Yesterday, the University of California Irvine announced that a UCI researcher received $3.6M to study the effectiveness of community college programs. The research will focus specifically on non-credit programs and gateway math courses.
In the press release, the principal investigator Dr. Di Xu, said something that caught my eye.
“The main goal of the non-credit sector seems to be the promise of economic returns for students seeking workforce training, yet we have limited knowledge of what those returns are, and next to nothing about specific program features that are associated with better student outcomes.”
Community colleges have gone hard and heavy on non-credit programs under the premise that they will make a person more marketable. That marketability will translate into higher-paying work. I am certain that the purveyors of fine, non-credit programs can share an enormous amount of anecdotal evidence to back up their claims. However, the hard data don’t support this, largely because the hard data don’t exist.
So, in the absence of supportive data, how is it that non-credit courses occupy so much time, space, effort, and resources at the community college? Should we be diverting resources from academic programs whose effectiveness we can quantify to non-credit and non-degree programs that may produce no benefit at all?
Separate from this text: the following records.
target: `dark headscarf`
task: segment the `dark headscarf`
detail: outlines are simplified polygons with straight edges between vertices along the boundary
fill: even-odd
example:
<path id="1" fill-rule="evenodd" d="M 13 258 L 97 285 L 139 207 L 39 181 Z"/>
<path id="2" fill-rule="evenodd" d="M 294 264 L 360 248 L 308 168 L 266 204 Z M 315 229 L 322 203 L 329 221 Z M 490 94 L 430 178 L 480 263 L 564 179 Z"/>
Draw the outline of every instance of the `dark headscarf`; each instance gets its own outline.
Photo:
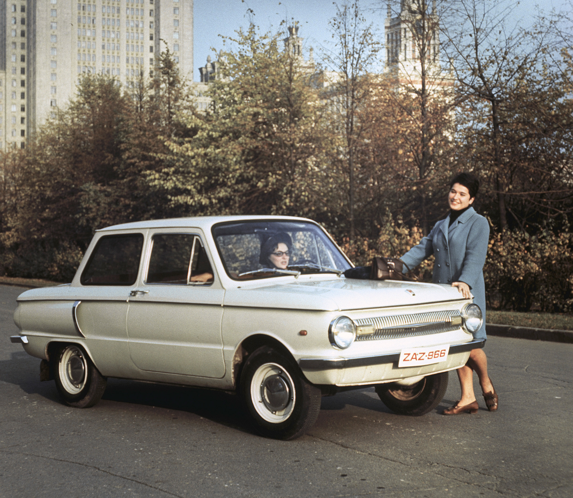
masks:
<path id="1" fill-rule="evenodd" d="M 274 252 L 277 246 L 281 242 L 286 244 L 288 250 L 291 250 L 292 247 L 292 239 L 291 238 L 291 236 L 284 232 L 280 232 L 271 236 L 261 244 L 261 256 L 258 261 L 263 266 L 268 266 L 269 264 L 272 264 L 269 259 L 269 256 Z"/>

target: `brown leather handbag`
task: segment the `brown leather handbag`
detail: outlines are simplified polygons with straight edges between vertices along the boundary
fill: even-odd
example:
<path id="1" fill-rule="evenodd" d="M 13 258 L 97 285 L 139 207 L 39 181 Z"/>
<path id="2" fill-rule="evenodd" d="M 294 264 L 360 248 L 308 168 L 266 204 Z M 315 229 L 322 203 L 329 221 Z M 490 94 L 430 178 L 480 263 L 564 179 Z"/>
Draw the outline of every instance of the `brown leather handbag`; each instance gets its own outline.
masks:
<path id="1" fill-rule="evenodd" d="M 375 257 L 370 266 L 371 280 L 407 280 L 413 282 L 418 279 L 402 273 L 404 266 L 408 271 L 410 267 L 399 258 Z"/>

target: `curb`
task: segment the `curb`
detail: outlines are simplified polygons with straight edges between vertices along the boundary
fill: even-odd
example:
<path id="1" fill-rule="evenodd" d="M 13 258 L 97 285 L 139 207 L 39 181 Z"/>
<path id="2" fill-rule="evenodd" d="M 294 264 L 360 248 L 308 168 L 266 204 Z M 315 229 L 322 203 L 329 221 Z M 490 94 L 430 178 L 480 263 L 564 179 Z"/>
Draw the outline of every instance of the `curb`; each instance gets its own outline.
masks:
<path id="1" fill-rule="evenodd" d="M 547 340 L 551 342 L 573 343 L 573 331 L 551 330 L 548 328 L 534 328 L 531 327 L 516 327 L 513 325 L 485 324 L 488 335 L 499 337 L 513 337 L 531 340 Z"/>

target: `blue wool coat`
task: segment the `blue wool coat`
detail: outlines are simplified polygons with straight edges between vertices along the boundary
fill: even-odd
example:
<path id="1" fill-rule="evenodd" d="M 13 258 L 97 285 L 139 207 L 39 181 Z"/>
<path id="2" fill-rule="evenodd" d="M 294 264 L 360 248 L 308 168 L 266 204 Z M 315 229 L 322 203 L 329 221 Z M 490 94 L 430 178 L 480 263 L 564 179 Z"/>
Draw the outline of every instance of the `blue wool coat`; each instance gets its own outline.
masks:
<path id="1" fill-rule="evenodd" d="M 481 309 L 484 323 L 473 336 L 485 335 L 485 284 L 484 265 L 489 241 L 489 223 L 470 207 L 452 226 L 450 215 L 438 221 L 427 237 L 412 248 L 401 259 L 411 268 L 417 266 L 432 254 L 435 257 L 432 280 L 434 284 L 451 285 L 465 282 L 473 295 L 473 302 Z M 404 269 L 405 272 L 407 271 Z"/>

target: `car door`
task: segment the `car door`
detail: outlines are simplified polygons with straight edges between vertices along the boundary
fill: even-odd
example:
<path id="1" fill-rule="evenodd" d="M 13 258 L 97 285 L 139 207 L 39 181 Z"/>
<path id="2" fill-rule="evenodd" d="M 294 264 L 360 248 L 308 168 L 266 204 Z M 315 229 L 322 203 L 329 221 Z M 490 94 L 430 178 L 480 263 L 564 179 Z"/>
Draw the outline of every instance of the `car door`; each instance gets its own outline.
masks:
<path id="1" fill-rule="evenodd" d="M 144 244 L 143 233 L 100 237 L 80 278 L 70 288 L 76 300 L 71 315 L 77 334 L 86 344 L 101 373 L 131 377 L 126 319 L 130 291 L 135 288 Z"/>
<path id="2" fill-rule="evenodd" d="M 152 234 L 142 284 L 129 297 L 129 354 L 142 370 L 221 378 L 224 290 L 197 233 Z"/>

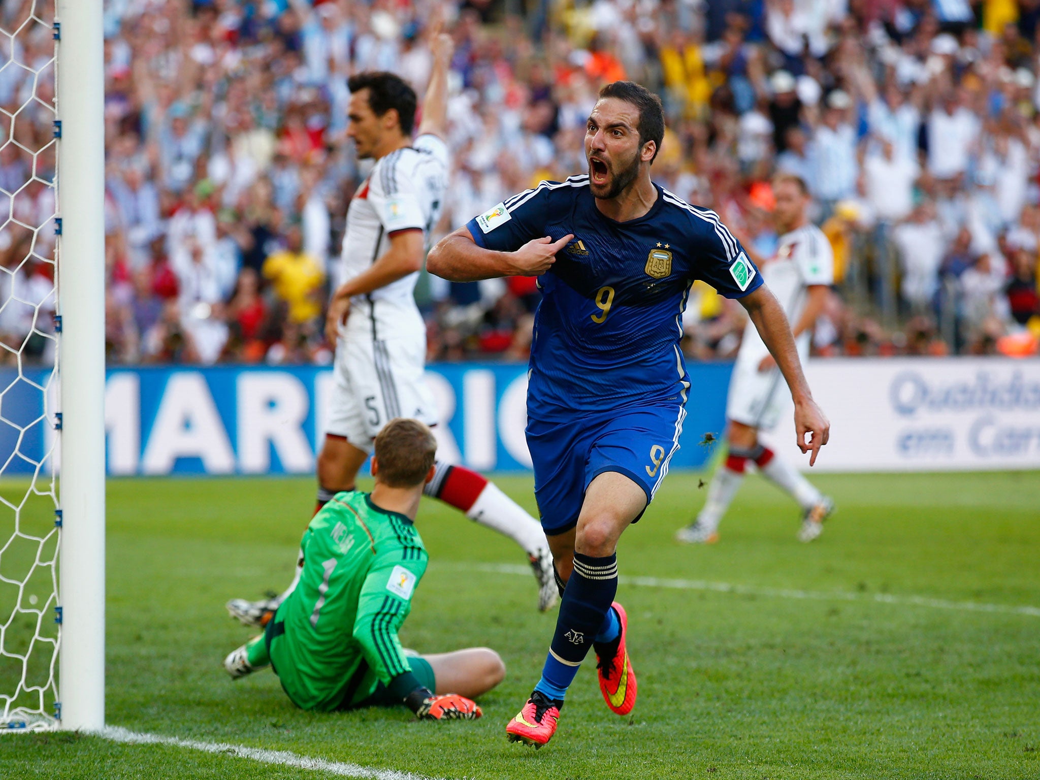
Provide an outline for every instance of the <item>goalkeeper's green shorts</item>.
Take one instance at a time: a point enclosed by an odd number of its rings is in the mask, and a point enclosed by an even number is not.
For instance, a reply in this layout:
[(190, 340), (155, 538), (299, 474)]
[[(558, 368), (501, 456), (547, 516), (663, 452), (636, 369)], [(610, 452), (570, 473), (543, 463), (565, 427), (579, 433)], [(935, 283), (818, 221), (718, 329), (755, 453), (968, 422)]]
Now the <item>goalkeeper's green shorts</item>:
[[(408, 662), (412, 667), (412, 674), (418, 678), (419, 683), (428, 687), (432, 692), (437, 693), (437, 677), (434, 675), (434, 668), (430, 666), (430, 661), (418, 655), (413, 655), (409, 657)], [(395, 707), (400, 703), (400, 699), (395, 699), (391, 696), (387, 686), (380, 682), (375, 685), (375, 690), (367, 699), (363, 699), (357, 704), (341, 704), (337, 707), (337, 709), (355, 709), (357, 707)]]
[[(350, 664), (355, 670), (353, 674), (345, 677), (337, 675), (315, 679), (313, 675), (301, 674), (295, 669), (293, 650), (298, 651), (298, 646), (286, 633), (284, 623), (270, 621), (264, 630), (264, 639), (267, 643), (271, 668), (282, 683), (282, 690), (288, 694), (296, 706), (304, 706), (301, 704), (301, 700), (313, 701), (314, 699), (319, 699), (321, 703), (305, 708), (329, 711), (372, 706), (392, 707), (402, 703), (390, 695), (387, 686), (380, 682), (365, 659), (360, 657), (360, 653), (357, 658), (359, 664)], [(412, 674), (418, 678), (419, 683), (436, 692), (437, 678), (430, 661), (418, 655), (410, 655), (408, 662), (412, 667)], [(297, 696), (293, 694), (297, 694)]]

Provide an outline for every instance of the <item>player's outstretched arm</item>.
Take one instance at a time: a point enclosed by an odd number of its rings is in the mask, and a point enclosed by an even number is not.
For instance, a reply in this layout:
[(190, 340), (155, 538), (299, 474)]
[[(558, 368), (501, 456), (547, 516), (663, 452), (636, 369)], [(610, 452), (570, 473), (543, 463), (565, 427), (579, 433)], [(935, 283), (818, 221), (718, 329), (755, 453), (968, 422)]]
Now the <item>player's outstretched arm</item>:
[[(765, 285), (749, 292), (739, 301), (748, 310), (751, 321), (755, 323), (762, 341), (780, 367), (787, 387), (790, 388), (791, 398), (795, 399), (795, 432), (798, 436), (798, 447), (803, 452), (812, 452), (809, 456), (809, 465), (812, 466), (816, 462), (820, 448), (830, 438), (831, 423), (812, 399), (809, 384), (802, 372), (802, 361), (799, 360), (787, 317), (780, 302)], [(808, 444), (805, 443), (806, 434), (810, 435)]]
[(497, 277), (540, 277), (556, 261), (556, 253), (574, 238), (550, 236), (527, 241), (516, 252), (478, 246), (467, 228), (444, 236), (426, 256), (426, 270), (449, 282), (478, 282)]
[(441, 140), (448, 139), (448, 67), (451, 64), (451, 54), (454, 42), (446, 32), (439, 30), (430, 42), (434, 55), (434, 67), (430, 72), (430, 83), (426, 85), (426, 97), (422, 100), (422, 122), (419, 123), (419, 135), (436, 135)]

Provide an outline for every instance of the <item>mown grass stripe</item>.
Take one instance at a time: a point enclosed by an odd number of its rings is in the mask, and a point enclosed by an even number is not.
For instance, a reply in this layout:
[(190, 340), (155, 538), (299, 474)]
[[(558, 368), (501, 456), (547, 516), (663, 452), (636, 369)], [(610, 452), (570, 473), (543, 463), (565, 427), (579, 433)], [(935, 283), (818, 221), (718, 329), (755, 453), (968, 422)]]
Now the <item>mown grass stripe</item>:
[[(515, 564), (434, 564), (435, 568), (465, 569), (490, 574), (523, 574), (530, 576), (530, 569)], [(809, 601), (863, 601), (880, 604), (898, 604), (902, 606), (927, 606), (934, 609), (955, 609), (970, 613), (999, 613), (1004, 615), (1026, 615), (1040, 618), (1040, 606), (1028, 604), (989, 604), (979, 601), (951, 601), (948, 599), (915, 596), (913, 594), (898, 595), (891, 593), (856, 593), (853, 591), (799, 591), (785, 588), (761, 588), (758, 586), (743, 586), (732, 582), (710, 582), (704, 579), (674, 579), (667, 577), (639, 577), (622, 574), (618, 577), (621, 584), (640, 588), (666, 588), (678, 591), (713, 591), (714, 593), (732, 593), (738, 596), (761, 596), (763, 598), (802, 599)]]
[(369, 780), (434, 780), (434, 778), (426, 777), (425, 775), (416, 775), (411, 772), (379, 770), (371, 766), (362, 766), (358, 763), (329, 761), (324, 758), (310, 758), (309, 756), (302, 756), (287, 750), (263, 750), (261, 748), (248, 748), (243, 745), (230, 745), (228, 743), (204, 743), (198, 739), (182, 739), (177, 736), (139, 733), (122, 728), (121, 726), (106, 726), (90, 733), (104, 739), (123, 743), (124, 745), (170, 745), (176, 748), (199, 750), (204, 753), (246, 758), (278, 766), (291, 766), (300, 770), (323, 772), (328, 775), (336, 775), (338, 777), (357, 777)]

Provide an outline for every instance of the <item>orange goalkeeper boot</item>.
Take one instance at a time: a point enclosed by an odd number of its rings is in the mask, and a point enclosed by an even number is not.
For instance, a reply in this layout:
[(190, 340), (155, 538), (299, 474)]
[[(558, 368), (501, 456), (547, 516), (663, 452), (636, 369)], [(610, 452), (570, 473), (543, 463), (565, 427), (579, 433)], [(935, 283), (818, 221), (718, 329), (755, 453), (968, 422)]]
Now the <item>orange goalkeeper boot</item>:
[(548, 698), (541, 691), (531, 693), (530, 698), (517, 712), (516, 718), (505, 727), (505, 738), (511, 743), (534, 745), (538, 750), (547, 745), (556, 733), (562, 701)]
[(617, 601), (610, 604), (610, 608), (618, 614), (621, 633), (614, 642), (594, 645), (596, 674), (599, 676), (599, 692), (603, 694), (606, 706), (618, 714), (628, 714), (635, 706), (635, 670), (632, 669), (628, 650), (625, 648), (628, 616), (625, 614), (625, 607)]

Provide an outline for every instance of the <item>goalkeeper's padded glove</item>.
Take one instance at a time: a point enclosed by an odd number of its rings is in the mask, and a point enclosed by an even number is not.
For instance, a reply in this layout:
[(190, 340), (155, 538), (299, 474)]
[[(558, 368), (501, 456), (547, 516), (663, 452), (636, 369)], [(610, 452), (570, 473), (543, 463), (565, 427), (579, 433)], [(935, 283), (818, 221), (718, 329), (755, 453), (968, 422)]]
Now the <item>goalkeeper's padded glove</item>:
[(459, 694), (427, 696), (415, 710), (420, 719), (430, 721), (473, 721), (484, 714), (476, 702)]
Worse, most institutions set up these non-credit, non-degree programs to compete with their credit-based offerings. Putting students in non-degree classes may, in fact, take students out of the community college’s regular classrooms. From a public policy standpoint, this runs counter to the State’s goal of getting more adults to a post-secondary education status of at least 60 credits in the next seven years.
View non-credit programs with caution
You can argue that there is a “need” for these non-credit courses. According to the American Association of Community Colleges, non-credit students comprise about 40% of community college enrollment in the US.
The non-credit programs I am referring to are not “personal enrichment” courses. They include professional development, software training (e.g., how to use Excel), and skill building. They sometimes offer “career training” in fields that don’t typically require college degrees. WCC’s selection of canned non-credit offerings can cost thousands of dollars. They’re entirely self-paced. They’re also self-financed since the federal government does not offer financial aid for non-credit courses.
But do they help students find or keep their jobs? Do they enable students to earn promotions or pay raises? And is it appropriate for a public institution to sell what might be a pig in a poke at premium prices to people who may be desperate for higher-paying work, when the same institutions also deliver a higher quality, lower-cost credential that’s recognized, vetted, and independently accredited?